Nos séculos XVI e XVII, o mar era visto, para os franceses, como coisa do diabo. Ele era a encarnação do Leviatã, o monstro bíblico que mora no mar. Dante Alighieri (1265-1321), ao descrever o inferno, na Divina comédia, alude à repulsa causada pelas águas negras de rios infernais e de sua contribuição para as tempestades demoníacas. "A imensidade movente do mar carrega em si a desgraça. Nas peças de Shakespeare, da juventude e da maturidade, animais ferozes, tempestade, cometa, doenças e vícios tecem uma rede de associações, evocadora de um mundo em conflito, dominado pela desordem", expõe o autor.

É interessante ver na obra de Corbin informações densas e, ao mesmo tempo, tratadas de uma maneira próxima a nós, visto ser freqüente, em nossos dias, encontrar pessoas com pavor de entrar na água, receosas de aprender a nadar. O enigma do mar e o sofrimento que ele fazia nascer entre os seres, remete, na literatura antiga, a especulações de histórias pessoais, como a do filósofo Aristóteles (384-322 a .C). Sugeria-se, no século XVII, que este se matou porque não conseguiu compreender as complexas correntes do estreito de Euripo.

O tradicional enjôo provocado pelo balançar das embarcações sobre as águas dos mares e oceanos é apontado no livro como uma tortura. Há relatos de experiências como a do filósofo Montesquieu (1689-1755), ao reclamar de um "terrível enjôo" quando viajava, em 1726, entre Gênova e Porto-Venere, no Mediterrâneo. Treze anos mais tarde, o magistrado Charles de Brosses menciona a tortura do mar ao deixar Antibes e embarcar para Gênova num falucho. "Na minha opinião, o vômito é um dos menores suplícios do mar; o mais difícil de suportar é o abatimento do espírito, impossibilitando sequer virar a cabeça para salvar a vida, e o odor terrível que o mar vos traz ao nariz", comenta.

Transtornos à parte, os progressos da oceanografia na Inglaterra, entre 1660 e 1675, arrefecem os mistérios do oceano. A partir de 1750 transparecem os reflexos de uma mudança de comportamento. Perturbada com a presença de novas ansiedades, o medo das águas tornou-se um mal menor. Os médicos começaram a elevar as vantagens da água fria do mar para a saúde do homem. A luta contra a melancolia enobrece o papel do mar, agora menos como vilão e mais como um colaborador. O homem passa, e então, a enfrentar a violência das águas, porém sem correr riscos, receber as ondas sem perder a vida. O banhista auxiliar é recomendado pelos médicos para acompanhar as pessoas em mergulhos.
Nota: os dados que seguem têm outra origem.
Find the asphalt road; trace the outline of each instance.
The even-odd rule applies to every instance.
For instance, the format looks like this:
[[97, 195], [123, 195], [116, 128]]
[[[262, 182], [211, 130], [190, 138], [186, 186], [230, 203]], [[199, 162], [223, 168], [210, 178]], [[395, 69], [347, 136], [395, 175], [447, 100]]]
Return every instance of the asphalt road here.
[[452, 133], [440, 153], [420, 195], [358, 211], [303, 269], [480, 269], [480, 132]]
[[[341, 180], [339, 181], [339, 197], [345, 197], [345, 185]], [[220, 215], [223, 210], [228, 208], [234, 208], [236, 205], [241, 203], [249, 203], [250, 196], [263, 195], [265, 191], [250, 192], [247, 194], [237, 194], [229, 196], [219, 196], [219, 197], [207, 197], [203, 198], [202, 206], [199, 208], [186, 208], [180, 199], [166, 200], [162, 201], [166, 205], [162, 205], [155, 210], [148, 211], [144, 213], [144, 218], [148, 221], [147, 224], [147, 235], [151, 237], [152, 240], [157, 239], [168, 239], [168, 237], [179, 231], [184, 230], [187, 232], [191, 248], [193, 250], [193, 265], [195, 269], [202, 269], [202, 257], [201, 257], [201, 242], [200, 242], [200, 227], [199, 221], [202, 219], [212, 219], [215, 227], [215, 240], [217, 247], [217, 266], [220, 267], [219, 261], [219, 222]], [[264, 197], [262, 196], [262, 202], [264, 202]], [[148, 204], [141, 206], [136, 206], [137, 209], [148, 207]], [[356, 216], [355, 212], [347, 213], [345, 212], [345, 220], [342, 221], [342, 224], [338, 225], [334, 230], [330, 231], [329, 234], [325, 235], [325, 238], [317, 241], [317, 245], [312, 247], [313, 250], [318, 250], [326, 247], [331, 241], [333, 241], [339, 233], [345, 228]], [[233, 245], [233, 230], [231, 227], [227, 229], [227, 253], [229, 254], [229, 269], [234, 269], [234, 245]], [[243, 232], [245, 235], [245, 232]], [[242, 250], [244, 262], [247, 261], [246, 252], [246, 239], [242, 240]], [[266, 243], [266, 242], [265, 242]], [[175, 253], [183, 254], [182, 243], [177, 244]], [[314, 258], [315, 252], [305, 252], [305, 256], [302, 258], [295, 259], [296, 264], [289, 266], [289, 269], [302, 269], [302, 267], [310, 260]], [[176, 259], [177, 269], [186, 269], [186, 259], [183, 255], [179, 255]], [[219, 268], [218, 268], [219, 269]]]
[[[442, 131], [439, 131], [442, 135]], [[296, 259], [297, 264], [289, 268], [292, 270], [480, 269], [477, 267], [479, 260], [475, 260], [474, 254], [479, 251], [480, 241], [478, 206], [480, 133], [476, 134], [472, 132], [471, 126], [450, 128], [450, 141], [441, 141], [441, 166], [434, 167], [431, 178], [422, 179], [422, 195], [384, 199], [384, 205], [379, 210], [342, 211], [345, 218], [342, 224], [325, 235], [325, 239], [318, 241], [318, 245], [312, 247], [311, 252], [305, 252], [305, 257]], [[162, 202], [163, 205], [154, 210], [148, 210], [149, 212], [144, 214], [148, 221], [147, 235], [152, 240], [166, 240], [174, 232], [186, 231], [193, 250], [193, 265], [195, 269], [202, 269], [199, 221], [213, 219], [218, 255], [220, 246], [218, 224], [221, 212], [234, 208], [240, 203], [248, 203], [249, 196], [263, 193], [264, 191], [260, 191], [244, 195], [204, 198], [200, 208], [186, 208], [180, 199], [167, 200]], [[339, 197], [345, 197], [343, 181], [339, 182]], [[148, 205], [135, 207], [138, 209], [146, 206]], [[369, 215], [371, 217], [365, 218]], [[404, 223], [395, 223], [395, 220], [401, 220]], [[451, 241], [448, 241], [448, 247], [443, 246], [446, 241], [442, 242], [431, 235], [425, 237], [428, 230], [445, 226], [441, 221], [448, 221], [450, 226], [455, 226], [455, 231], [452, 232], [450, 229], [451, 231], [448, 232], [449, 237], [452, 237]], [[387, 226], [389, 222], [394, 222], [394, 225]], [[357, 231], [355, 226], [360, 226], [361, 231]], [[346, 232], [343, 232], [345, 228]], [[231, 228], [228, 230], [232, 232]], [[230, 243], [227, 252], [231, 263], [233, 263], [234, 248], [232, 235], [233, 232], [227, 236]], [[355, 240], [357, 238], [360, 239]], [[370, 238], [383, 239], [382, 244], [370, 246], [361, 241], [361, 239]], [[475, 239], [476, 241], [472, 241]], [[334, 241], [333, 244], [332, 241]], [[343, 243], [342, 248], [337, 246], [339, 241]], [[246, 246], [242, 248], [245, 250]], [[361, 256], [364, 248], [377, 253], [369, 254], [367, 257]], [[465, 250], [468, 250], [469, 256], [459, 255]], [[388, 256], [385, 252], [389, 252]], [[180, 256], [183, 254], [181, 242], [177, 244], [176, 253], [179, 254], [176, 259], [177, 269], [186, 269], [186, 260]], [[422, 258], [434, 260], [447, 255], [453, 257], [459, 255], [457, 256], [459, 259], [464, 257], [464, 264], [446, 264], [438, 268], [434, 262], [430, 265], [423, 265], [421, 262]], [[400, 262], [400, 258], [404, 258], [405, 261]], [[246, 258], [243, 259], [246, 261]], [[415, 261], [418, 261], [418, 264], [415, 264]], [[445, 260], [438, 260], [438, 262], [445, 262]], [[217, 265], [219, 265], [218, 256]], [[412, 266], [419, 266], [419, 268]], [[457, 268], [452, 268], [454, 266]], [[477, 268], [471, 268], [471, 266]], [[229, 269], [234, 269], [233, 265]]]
As cenas de praia mostradas em pinturas do século XVIII levam os turistas a desejar mergulhar no mundo convidativo do mar. Os relatos românticos de escritores também não deixaram por menos. Seja uma encarnação do diabo ou de Deus, o mar ora gera ódio, ora apaixona os turistas. A invenção das praias como lugar onde o homem encontra paz de espírito e se livra da melancolia foi mais um passo no sentido da valorização as águas.

Corbin cita o depoimento de um camponês (página 241), que deposita no mar crenças divinas, de fecundidade. "O mar, diz o camponês kernewote, [...] é como uma vaca que pare para nós; o que ele deposita na beira da praia nos pertence". Assim, o autor denomina o mar e sua ausência de donos. "Esse território do vazio, onde a propriedade é abolida, onde o objeto readquire sua disponibilidade original, aparece, nesse domínio também, como o lugar de uma legítima colheita".

Além de Corbin, mais dois intelectuais apreciadores do mar publicaram livros sobre o assunto. Os norte-americanos Lena Lencek e Gideon Bosker lançaram The history of paradise on earth, editado pela Viking. Os dois visitaram praias de vinte países para escrever sobre banhos. Eles também mostram preocupação com a poluição das águas marítimas, que pode levar ao fim o prazer do banho do mar.